Дед сначала даже растерялся, но потом повел ее в сады-огороды, повертел под солнечными лучами влево-вправо, о чем-то пошептался с председателем колхоза… И сегодня с картины на нас глядит веселая и совсем даже не старая, а мудрая молочница в красно-белом национальном сарафане и красном платке на фоне красных полевых маков. Картина стала настоящей удачей и, как мне кажется, даже пахнет парным молоком!
Доярка подарила мне на прощание огромный, величиной с таз, подсолнух. Подсолнухи я видел только в кино и принял подарок с благоговением.
Мы вернулись в Киев, и я, желая получше сохранить чудо-цветок, вынес его на ночь на балкон нашего гостиничного номера. Рано утром нас разбудил птичий концерт: чирикали воробьи, чирикали дружно и оживленно. И было их, судя по голосам, великое множество.
Я вышел на балкон и вместо правильного диска подсолнуха увидел безобразно расклеванный остов, больше похожий на кашу. Это был удар. Я так хотел привести домой настоящий сувенир с украинского поля! Но мудрый дед и тут сумел найти нужные слова:
— Стихия всегда требует жертв! — сказал он. — Греки бросали в море бочки с оливковым маслом. Испанцы швыряли в океан пригоршни золотых монет. В Карфагене, прежде чем пересечь пустыню, и вовсе резали людей. Мы славно поработали, много повидали… Будем считать твой подсолнух нашим совместным жертвоприношением этой поездке.
И я, конечно, сразу утешился.
* * *Вот уже почти четверть века деда Васи нет с нами.
Ушли из жизни большинство персонажей его картин, тускнеют и портятся и сами работы — даже лучшие фотокраски бессильны против времени. Быть может, где-то в архивах РИА «Новости» (бывшего АПН) хранятся малышевские негативы. Да только кому они нужны в век цифровой фотографии… Так есть ли смысл в жизни, если спустя всего два-три десятка лет о нас помнят разве что наши стареющие внуки и некоторые пожилые ученики? Несомненно! Только не стоит измерять его объемы количеством фоторабот или числом написанных строк (равно как и в декалитрах надоенного молока или тоннах добытого угля).

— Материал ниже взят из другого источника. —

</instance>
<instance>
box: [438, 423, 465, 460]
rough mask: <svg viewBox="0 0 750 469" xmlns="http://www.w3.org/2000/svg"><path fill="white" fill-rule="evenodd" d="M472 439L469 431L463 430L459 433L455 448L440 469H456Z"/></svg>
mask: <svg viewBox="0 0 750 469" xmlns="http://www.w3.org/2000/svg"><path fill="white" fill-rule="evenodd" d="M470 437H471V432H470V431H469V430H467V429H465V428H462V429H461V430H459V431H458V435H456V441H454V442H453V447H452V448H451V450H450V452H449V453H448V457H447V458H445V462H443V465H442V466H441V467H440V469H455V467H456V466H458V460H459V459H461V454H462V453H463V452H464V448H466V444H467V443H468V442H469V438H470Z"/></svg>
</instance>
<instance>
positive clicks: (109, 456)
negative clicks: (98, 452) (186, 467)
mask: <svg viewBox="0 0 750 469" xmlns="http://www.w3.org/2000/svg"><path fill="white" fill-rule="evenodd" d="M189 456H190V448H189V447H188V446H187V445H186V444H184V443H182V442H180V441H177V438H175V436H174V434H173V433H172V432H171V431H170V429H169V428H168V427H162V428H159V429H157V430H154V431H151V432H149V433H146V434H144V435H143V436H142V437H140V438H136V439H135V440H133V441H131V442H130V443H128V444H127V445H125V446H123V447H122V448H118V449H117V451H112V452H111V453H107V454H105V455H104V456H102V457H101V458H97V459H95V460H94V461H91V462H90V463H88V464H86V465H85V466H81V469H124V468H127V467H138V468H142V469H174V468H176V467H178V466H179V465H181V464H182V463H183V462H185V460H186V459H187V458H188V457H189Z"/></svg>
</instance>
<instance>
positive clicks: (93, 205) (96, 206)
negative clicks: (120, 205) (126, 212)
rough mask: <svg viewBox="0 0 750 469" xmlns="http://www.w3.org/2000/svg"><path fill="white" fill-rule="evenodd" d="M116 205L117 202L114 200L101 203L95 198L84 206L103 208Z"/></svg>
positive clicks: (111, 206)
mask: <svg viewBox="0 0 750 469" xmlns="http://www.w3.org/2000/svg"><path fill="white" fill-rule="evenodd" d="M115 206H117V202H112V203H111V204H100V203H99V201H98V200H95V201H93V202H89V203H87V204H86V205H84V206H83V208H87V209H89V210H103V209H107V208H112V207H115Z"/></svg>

Почти весь ХХ век мой дед служил Красоте, извлекал ее из новых и новых лиц, находил в каждом новом персонаже. Но когда я сегодня думаю о нем, я вспоминаю не его картины или рассказы, а лица людей в момент духовного взаимопонимания, возникавшего при общении с дедом.
Я с дедом на даче, 1961
— Великолепно! — говорил он, вглядываясь в эти лица своими цепкими глазами. И я видел, как уставшие после дороги путешественники отдыхали в кресле, посреди дедовской комнаты-студии. Как замученные болезнями пациенты вдруг сбрасывали с себя груз болячек и смотрели в дедовскую камеру иным, просветленным взглядом. Как улыбались грустные, как смягчались скептики. Порой это преображение длилось считаные минуты, ровно столько, сколько шла съемка. Но если человек даже на мгновение поверит, что он прекрасен, жизнь покажется ему чуточку легче, а выбранный путь — понятнее.